Sunday, January 29, 2012

The search committee does not look like a solution

Presidential dialogue with political parties across the divide over the ways of holding free and fair general elections raised enormous hope among the people who want peaceful transfer of power. The hope, however, was dashed first as the president did not heed the idea of restoration of a non-party, caretaker government for conducting the polls — an idea that most of the political parties, again on both sides of the political divide, put forward. The president eventually came up with the government idea of forming a ‘search committee’ to find out non-partisan people to constitute the next Election Commission to preside over the polls without any bias for or against any contender for state power. This is, indeed, an ideal solution for an ideal democratic political atmosphere, particularly for those, like New Age, who do not believe in the running of the affairs of the state by any unelected body even for a while. But, unfortunately, the political parties and authorities managing the state since independence have not contributed, intentionally or unintentionally, towards the creation of that ideal, democratic political environment. Subsequently, the political parties of the ruling class, let alone those who find the ruling class inherently undemocratic, do not trust each other’s neutrality in conducting the polls. But the president, who is expected to function as a symbol of unity of the state, went ahead with the incumbents, ignoring their political rivals.

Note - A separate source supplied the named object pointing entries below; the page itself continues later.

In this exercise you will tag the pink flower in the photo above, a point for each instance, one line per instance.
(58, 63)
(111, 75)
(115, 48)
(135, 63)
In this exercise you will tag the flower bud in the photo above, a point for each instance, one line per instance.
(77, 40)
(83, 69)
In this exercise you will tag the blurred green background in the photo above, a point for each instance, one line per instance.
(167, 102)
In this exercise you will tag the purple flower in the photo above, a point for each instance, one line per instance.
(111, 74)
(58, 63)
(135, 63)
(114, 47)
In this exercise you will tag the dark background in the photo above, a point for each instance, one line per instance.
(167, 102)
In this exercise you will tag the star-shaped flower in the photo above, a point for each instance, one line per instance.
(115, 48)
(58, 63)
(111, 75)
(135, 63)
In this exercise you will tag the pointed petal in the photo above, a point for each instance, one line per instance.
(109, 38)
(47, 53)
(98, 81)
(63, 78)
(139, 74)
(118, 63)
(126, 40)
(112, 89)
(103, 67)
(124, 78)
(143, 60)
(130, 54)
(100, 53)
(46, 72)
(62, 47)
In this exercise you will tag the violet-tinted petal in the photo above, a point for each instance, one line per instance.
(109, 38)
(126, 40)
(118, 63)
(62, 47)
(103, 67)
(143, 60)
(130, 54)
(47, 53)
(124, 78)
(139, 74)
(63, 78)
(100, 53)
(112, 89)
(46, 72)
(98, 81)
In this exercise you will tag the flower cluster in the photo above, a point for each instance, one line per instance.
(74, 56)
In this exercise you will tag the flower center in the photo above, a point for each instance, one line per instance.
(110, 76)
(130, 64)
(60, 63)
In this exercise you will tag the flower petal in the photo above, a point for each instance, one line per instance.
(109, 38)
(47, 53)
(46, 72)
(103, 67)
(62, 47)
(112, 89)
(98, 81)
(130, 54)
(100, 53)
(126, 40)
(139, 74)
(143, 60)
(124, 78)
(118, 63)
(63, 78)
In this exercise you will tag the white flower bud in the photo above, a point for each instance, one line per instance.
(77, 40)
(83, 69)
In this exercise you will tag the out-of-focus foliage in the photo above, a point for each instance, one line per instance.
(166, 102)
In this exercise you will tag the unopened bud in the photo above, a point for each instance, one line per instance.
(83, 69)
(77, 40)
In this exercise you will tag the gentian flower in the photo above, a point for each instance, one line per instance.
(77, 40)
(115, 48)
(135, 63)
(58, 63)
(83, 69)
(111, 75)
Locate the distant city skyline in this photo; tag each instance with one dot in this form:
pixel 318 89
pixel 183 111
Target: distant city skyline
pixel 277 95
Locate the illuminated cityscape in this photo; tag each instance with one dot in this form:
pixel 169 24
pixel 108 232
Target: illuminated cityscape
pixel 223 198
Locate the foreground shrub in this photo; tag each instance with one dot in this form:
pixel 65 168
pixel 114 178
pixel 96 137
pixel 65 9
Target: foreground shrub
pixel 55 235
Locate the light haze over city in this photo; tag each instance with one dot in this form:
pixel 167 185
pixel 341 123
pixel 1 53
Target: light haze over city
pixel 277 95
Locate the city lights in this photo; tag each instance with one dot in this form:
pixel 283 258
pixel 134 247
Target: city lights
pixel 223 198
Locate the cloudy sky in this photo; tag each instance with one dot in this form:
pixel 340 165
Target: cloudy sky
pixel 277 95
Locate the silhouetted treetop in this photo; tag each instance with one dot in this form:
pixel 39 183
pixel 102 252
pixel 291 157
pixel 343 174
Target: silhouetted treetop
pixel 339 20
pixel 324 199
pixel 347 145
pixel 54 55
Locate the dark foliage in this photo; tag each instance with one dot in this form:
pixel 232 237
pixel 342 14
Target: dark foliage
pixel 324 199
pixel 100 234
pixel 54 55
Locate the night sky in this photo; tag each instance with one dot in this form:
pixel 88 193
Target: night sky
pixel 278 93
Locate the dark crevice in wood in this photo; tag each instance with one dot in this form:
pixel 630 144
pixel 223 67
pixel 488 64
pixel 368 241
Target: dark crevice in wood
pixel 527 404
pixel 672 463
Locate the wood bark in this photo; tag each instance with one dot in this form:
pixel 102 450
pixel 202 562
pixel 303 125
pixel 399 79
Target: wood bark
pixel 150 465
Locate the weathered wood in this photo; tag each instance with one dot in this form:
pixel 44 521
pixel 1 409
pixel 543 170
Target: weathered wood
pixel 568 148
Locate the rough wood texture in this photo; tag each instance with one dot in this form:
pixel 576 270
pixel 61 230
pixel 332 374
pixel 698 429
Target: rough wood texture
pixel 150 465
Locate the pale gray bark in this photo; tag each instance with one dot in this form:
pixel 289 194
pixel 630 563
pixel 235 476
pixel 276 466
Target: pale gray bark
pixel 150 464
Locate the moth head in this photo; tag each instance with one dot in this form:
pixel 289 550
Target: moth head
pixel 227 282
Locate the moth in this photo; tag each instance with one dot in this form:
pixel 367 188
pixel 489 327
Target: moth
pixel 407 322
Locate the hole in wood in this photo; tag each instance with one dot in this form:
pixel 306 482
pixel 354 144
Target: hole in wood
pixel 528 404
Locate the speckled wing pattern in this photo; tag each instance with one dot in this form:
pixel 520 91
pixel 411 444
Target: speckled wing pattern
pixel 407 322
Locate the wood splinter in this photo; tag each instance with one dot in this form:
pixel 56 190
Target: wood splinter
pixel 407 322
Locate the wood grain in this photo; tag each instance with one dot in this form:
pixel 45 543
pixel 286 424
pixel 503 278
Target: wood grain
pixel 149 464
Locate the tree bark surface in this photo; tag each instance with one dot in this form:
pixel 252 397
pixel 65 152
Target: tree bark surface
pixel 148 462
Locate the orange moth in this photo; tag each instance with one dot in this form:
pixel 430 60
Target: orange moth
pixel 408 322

After the four-member ‘search committee’ was officially announced, the hope of the peace-loving people, however, was dashed again because of the composition of the search body. The New Age report on Saturday, ‘Who’s who in the search committee,’ reveals that most members of the body either have a partisan background identified with the ruling Awami League or the identity of being a ‘victim’ of being the incumbents’ political rival Bangladesh Nationalist Party. None of the identities promise party-neutrality in choosing the members of the next Election Commission, one of the most vital bodies in conducting general elections with non-partisan attitude.

The head of the committee, Justice Syed Mahmud Hossain, had reportedly served the Awami League government during its 1996–2001 tenure as a deputy attorney general. He was appointed a High Court judge in February 2001 when the Awami League was in power. He was elevated to the Appellate Division in February 2011. Justice Md Nuruzzaman, a member of the search committee, had been elected general secretary and president of the Dhaka Bar Association from the Awami League-supported panel. He was appointed a deputy attorney general immediately after the Awami League had assumed office on January 6, 2009. He was appointed a High Court judge in June 2009.

Another member, AT Ahmedul Huq Choudhury, was appointed chairman of the Public Service Commission by the incumbents in November 2011. A former inspector general of police, Ahmedul was forced into retirement by the BNP government in 2001 on charge of his participation in Janatar Mancha, a platform of professionals that the BNP claims to have helped unceremoniously in overthrowing its government in 1996. Ahmed Ataul Hakeem, another member of the committee, was appointed the comptroller and auditor general in February 2008 by a military-driven government.

Those who have the idea of the level of mistrust between the two rival political camps led by the Awami League and the BNP could have no reason to believe that the latter would accept the commission chosen by the search committee in question. So, the problems regarding peaceful transformation of power remain. The president, if really willing, needs to make fresh attempts to save the country from the emerging political conflicts that the country would confront in the near future.